Кречет этого не ожидал.
— Нет у меня такой грамоты, — сказал он растерянно. — Есть наказ — увезти ее в Москву.
— Кто эти бродяги? Чьи они?
— Мои.
— А ты кто?
— Знают про то государевы слуги, дворяне Грязные.
— Что мне твои дворяне — хочу я знать!
— А ты, милый человек, что за смельчак будешь, коли с такой оравой на нас, простых людей, напал?
— Мы Строгановых гостей воины… А звать меня Ермак Тимофеевич…
— Ну, а я Василий Кречет, царев слуга.
— Эх ты! — рассмеялся Ермак. — Молодец с виду, что орел, а ума, что у тетерева. Меня ль тебе обмануть? Вор и разбойник ты самый заправский… Набрал себе где-то не людей, а горе-гореванное, чтоб вольготнее атаманствовать… Молодец среди овец! Побойся Бога, постыдись народа. Бесстыжие глаза!
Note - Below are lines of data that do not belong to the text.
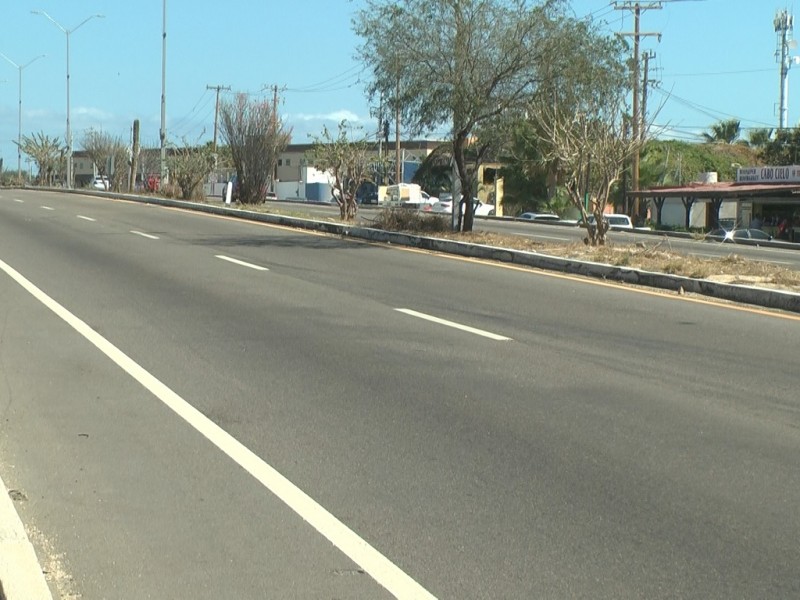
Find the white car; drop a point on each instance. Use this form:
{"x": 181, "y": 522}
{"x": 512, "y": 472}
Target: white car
{"x": 539, "y": 217}
{"x": 101, "y": 183}
{"x": 482, "y": 209}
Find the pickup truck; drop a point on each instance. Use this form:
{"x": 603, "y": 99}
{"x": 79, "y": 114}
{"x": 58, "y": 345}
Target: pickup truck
{"x": 615, "y": 221}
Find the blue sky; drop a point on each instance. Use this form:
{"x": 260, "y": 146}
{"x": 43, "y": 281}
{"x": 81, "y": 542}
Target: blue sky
{"x": 715, "y": 60}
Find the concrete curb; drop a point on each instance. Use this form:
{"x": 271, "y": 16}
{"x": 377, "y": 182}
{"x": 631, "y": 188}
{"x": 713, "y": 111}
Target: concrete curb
{"x": 21, "y": 577}
{"x": 768, "y": 298}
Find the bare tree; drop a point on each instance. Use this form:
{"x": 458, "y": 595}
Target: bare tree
{"x": 47, "y": 153}
{"x": 188, "y": 167}
{"x": 109, "y": 154}
{"x": 471, "y": 61}
{"x": 589, "y": 150}
{"x": 347, "y": 161}
{"x": 255, "y": 135}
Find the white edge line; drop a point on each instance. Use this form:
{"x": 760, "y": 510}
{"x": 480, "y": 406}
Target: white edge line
{"x": 147, "y": 235}
{"x": 380, "y": 568}
{"x": 241, "y": 263}
{"x": 481, "y": 332}
{"x": 20, "y": 572}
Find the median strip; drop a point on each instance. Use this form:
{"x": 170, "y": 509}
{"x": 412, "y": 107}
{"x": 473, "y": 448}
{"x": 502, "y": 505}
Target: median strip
{"x": 454, "y": 325}
{"x": 241, "y": 263}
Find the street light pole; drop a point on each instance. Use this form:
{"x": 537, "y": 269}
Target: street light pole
{"x": 163, "y": 131}
{"x": 67, "y": 32}
{"x": 20, "y": 68}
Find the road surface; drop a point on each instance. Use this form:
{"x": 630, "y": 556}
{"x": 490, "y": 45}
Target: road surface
{"x": 199, "y": 407}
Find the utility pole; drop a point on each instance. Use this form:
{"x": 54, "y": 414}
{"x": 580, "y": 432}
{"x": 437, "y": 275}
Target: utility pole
{"x": 218, "y": 89}
{"x": 646, "y": 56}
{"x": 397, "y": 169}
{"x": 380, "y": 139}
{"x": 784, "y": 23}
{"x": 162, "y": 134}
{"x": 134, "y": 156}
{"x": 636, "y": 124}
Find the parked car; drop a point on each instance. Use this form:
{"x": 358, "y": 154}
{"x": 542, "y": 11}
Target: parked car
{"x": 369, "y": 198}
{"x": 480, "y": 209}
{"x": 734, "y": 235}
{"x": 614, "y": 221}
{"x": 101, "y": 183}
{"x": 540, "y": 217}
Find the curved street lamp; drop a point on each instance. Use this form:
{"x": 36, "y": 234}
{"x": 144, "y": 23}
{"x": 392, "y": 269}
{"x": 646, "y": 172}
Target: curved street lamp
{"x": 67, "y": 32}
{"x": 19, "y": 130}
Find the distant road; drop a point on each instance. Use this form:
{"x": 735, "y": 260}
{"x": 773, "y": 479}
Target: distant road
{"x": 788, "y": 258}
{"x": 446, "y": 427}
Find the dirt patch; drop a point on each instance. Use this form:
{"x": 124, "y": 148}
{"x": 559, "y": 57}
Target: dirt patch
{"x": 657, "y": 257}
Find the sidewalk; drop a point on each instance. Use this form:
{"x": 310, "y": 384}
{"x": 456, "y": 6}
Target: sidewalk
{"x": 21, "y": 577}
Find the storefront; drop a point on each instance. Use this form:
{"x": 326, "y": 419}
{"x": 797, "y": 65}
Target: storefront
{"x": 766, "y": 198}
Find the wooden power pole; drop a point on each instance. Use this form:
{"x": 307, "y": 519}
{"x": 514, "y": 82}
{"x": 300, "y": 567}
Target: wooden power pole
{"x": 636, "y": 119}
{"x": 218, "y": 89}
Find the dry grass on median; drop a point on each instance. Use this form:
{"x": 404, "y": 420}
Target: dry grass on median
{"x": 657, "y": 256}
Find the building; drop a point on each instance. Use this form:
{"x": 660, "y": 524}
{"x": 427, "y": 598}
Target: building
{"x": 766, "y": 197}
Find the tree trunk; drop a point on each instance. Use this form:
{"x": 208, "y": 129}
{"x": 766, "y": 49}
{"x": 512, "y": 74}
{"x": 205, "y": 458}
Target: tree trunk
{"x": 459, "y": 144}
{"x": 659, "y": 202}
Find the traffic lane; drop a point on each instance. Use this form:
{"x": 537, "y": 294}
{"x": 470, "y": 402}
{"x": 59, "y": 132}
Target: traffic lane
{"x": 330, "y": 367}
{"x": 787, "y": 258}
{"x": 127, "y": 500}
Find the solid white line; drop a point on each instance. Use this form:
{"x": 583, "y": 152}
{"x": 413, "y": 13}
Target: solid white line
{"x": 380, "y": 568}
{"x": 20, "y": 573}
{"x": 147, "y": 235}
{"x": 241, "y": 263}
{"x": 481, "y": 332}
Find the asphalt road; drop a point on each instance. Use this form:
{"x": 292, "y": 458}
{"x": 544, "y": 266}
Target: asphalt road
{"x": 554, "y": 437}
{"x": 788, "y": 257}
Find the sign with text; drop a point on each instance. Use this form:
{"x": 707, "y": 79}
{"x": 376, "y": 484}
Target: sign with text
{"x": 789, "y": 174}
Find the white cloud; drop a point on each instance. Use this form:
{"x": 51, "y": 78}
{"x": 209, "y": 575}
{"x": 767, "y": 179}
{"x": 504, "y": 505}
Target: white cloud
{"x": 91, "y": 113}
{"x": 337, "y": 116}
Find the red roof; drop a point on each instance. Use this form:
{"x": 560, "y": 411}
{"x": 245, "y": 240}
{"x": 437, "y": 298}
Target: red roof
{"x": 725, "y": 189}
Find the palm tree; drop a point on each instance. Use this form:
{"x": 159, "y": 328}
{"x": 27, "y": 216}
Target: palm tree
{"x": 724, "y": 132}
{"x": 758, "y": 138}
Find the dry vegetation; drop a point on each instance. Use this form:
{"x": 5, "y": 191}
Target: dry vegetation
{"x": 657, "y": 256}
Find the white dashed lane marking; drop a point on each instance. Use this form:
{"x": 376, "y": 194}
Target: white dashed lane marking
{"x": 241, "y": 263}
{"x": 454, "y": 325}
{"x": 147, "y": 235}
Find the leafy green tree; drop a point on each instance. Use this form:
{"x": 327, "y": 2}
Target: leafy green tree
{"x": 576, "y": 82}
{"x": 347, "y": 161}
{"x": 724, "y": 132}
{"x": 758, "y": 138}
{"x": 460, "y": 62}
{"x": 783, "y": 148}
{"x": 47, "y": 153}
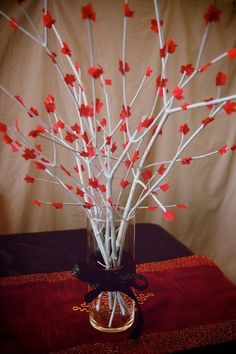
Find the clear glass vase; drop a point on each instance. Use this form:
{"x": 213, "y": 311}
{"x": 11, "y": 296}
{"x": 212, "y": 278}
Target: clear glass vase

И, немного отъехав от Кречета, он крикнул ватажникам:
— Эй, други! Кто нашим казаком хочет быть, выходи-ка вон туда. — Он указал кнутовищем на край поляны. — Одет будешь, сыт будешь… и государю слугой станешь. На войну идем, к морю, немцев бить ливонских… Нежели вором бездомным, бесчестным скитаться по миру, прибыльнее стать воином… государеву волю править.
Больше половины людей скорехонько перебежали от Кречета на край поляны. Тут же оказались и дядя Анисим, и Зяблик.
— Ого! — рассмеялся Ермак, а с ним и его казаки. — Не больно-то уважают они своего атамана.
— Креста мне не целовали… Ихняя воля, — проворчал смущенный всем случившимся Василий Кречет. — Пущай идут. Не жалко.
— От горя ты, брат, бежал, да на беду и попал… Мы тебя тоже с собой захватим… Не спесивься. Как ни плохо и ни обидно, а покориться надо.
— Неохота идти никуда, опричь Москвы. Через опасную грамоту обиды государеву человеку не чини.
— Много воров государевыми грамотами прикрываются, да я им верить перестал… Не пойдешь — вон на той сосне тебя повесим. Государю убытка от того не будет.
— Кто себе добра не желает, — рассмеялся Кречет. — Што ж, иду. Берите меня с собой. Ладно. Одна беда — не беда, только б другая не пришла.
А сам подумал: «Авось сбегу дорогою; не от таких утекал».
— Куда же теперь вы денете игуменью? Уж не на войну ли и ее повезете?.. — насмешливо спросил Кречет.
— В монастырь отпустим… Оставим ей повозку и коня. Одна доедет, без твоей охраны.
Оставшиеся десять человек разбойников, увидев, что и Кречет, их атаман, уходит с Ермаком, тоже перешли на сторону казаков.
Ермак соскочил с коня, подошел к повозке и сказал, приветливо улыбаясь монахине:
— Ишь, какая красавица! У разбойника губа не дура! Ну, матушка игуменья, возвращайся восвояси, к себе в обитель… Не к лицу тебе с ворами знаться. Замаливай наши грехи.
— И-их, сколько у тебя народа! — удивился Кречет.